Después de escribir recientemente un post sobre comprar móviles chinos, he leído algunos artículos que hacían referencia al tema.

Por un lado, se está escribiendo mucho sobre el gran parecido entre los móviles de Xiaomi, el fabricante chino de moda, y Apple. Según algunas opiniones, los móviles de este fabricante chino podrían vulnerar patentes de la multinacional de la manzana. Realmente no se si esto es así aunque, el parecido exterior es obvio.

Algunos intentan buscar explicación al hecho de que Apple no demande a este productor xiaomichino como si lo ha hecho con otras compañías occidentales o coreanas. Está claro que Apple tiene fuertes intereses en China. Por un lado, gran parte de la cadena de producción de sus famosos teléfonos y tablets está ubicada en China. Tanto los componentes como el montaje final de sus teléfonos es realizado mayormente en fábricas chinas.

Por otro lado, no existe ninguna gran empresa en el mundo que no tenga como objetivo el mercado chino. Ya a fecha de hoy, el mercado chino es uno de los más importantes de esta empresa y, por supuesto uno de los que más potencial de crecimiento tienen. Por poner un ejemplo, en la primeras horas de venta al público del Iphone 6 se produjeron 6 millones de reservas, cantidad que superaba las reservas de ningún otro país en las primeras horas.

Teniendo en cuenta estas dos cuestiones, parece complicado que la empresa estadounidense pueda maniobrar con libertad a la hora de enfrentarse al fabricante chino.

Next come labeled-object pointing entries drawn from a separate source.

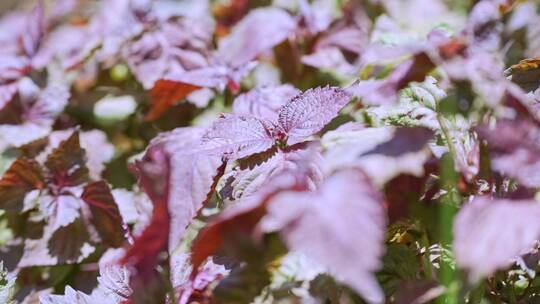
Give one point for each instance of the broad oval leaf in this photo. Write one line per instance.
(264, 102)
(238, 136)
(489, 233)
(342, 226)
(308, 113)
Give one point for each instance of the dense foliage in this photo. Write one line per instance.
(286, 151)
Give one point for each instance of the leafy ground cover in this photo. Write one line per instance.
(325, 151)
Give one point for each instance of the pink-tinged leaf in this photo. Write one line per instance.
(66, 245)
(216, 76)
(70, 296)
(308, 113)
(35, 29)
(384, 91)
(66, 164)
(241, 218)
(70, 44)
(20, 135)
(515, 149)
(270, 25)
(113, 278)
(13, 67)
(61, 210)
(95, 158)
(382, 153)
(330, 58)
(299, 158)
(317, 16)
(23, 176)
(264, 102)
(154, 174)
(148, 58)
(50, 103)
(238, 136)
(347, 37)
(7, 92)
(341, 226)
(489, 233)
(193, 176)
(165, 94)
(106, 217)
(187, 289)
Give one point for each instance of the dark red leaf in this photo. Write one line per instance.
(23, 175)
(105, 214)
(165, 94)
(154, 173)
(67, 163)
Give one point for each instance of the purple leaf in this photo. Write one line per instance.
(71, 296)
(105, 214)
(264, 102)
(239, 136)
(22, 176)
(307, 113)
(515, 149)
(384, 91)
(66, 245)
(192, 178)
(299, 158)
(342, 227)
(35, 29)
(483, 244)
(258, 32)
(382, 153)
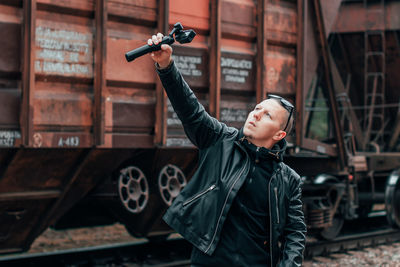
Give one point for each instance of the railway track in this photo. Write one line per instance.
(176, 252)
(352, 242)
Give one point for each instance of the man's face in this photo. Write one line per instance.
(264, 123)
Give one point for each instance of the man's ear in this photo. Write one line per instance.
(279, 135)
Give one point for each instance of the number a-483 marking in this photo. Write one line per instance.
(72, 141)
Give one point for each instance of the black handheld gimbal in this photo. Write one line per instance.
(181, 36)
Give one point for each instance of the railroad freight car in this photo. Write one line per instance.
(87, 138)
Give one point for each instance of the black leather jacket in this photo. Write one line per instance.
(200, 210)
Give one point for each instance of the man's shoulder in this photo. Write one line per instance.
(289, 172)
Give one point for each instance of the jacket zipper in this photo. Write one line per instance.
(277, 208)
(198, 195)
(226, 200)
(270, 217)
(270, 222)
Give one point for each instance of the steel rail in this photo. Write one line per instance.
(170, 252)
(352, 242)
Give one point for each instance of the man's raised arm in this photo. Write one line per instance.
(202, 129)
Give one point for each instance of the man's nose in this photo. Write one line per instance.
(257, 114)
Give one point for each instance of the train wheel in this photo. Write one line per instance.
(171, 181)
(392, 199)
(133, 189)
(331, 232)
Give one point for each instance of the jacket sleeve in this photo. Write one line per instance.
(295, 228)
(201, 129)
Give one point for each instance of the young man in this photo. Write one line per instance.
(243, 205)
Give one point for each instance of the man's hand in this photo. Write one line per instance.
(164, 56)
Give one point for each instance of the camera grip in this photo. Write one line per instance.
(140, 51)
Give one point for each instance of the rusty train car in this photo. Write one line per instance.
(87, 138)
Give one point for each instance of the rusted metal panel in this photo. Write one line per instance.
(160, 130)
(215, 58)
(282, 23)
(28, 77)
(261, 56)
(238, 71)
(329, 83)
(300, 97)
(238, 20)
(100, 70)
(353, 17)
(281, 70)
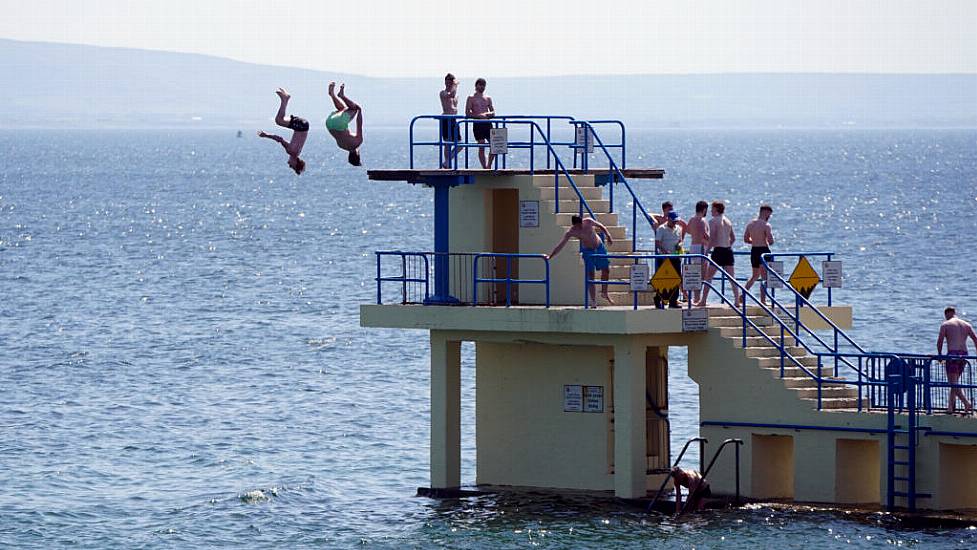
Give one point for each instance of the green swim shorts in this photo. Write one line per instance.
(338, 121)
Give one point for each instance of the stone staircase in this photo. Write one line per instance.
(570, 205)
(767, 357)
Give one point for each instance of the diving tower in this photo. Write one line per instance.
(573, 398)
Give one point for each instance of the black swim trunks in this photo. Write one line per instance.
(449, 130)
(481, 130)
(723, 256)
(755, 253)
(298, 124)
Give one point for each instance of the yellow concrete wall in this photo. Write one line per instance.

Por otro lado, también se ha publicado que los principales fabricantes de móviles chinos incluyen backdoors en sus móviles, es decir, puertas traseras por las que las agencias de seguridad pueden acceder a información del dispositivo o, incluso, pueden instalar aplicaciones sin el consentimiento de usuario.

Realmente me parece sorprendente que esto sea noticia, al fin y al cabo, todos deberíamos saber que cuando compramos un móvil estamos renunciando a nuestra privacidad, que bien sea el fabricante o bien la empresa desarrolladora del sistema o, tal vez, ambos están recopilando información desde nuestro dispositivo y que, los usuarios finales perdemos el control sobre el uso que se hace de esa información que, debería ser privada.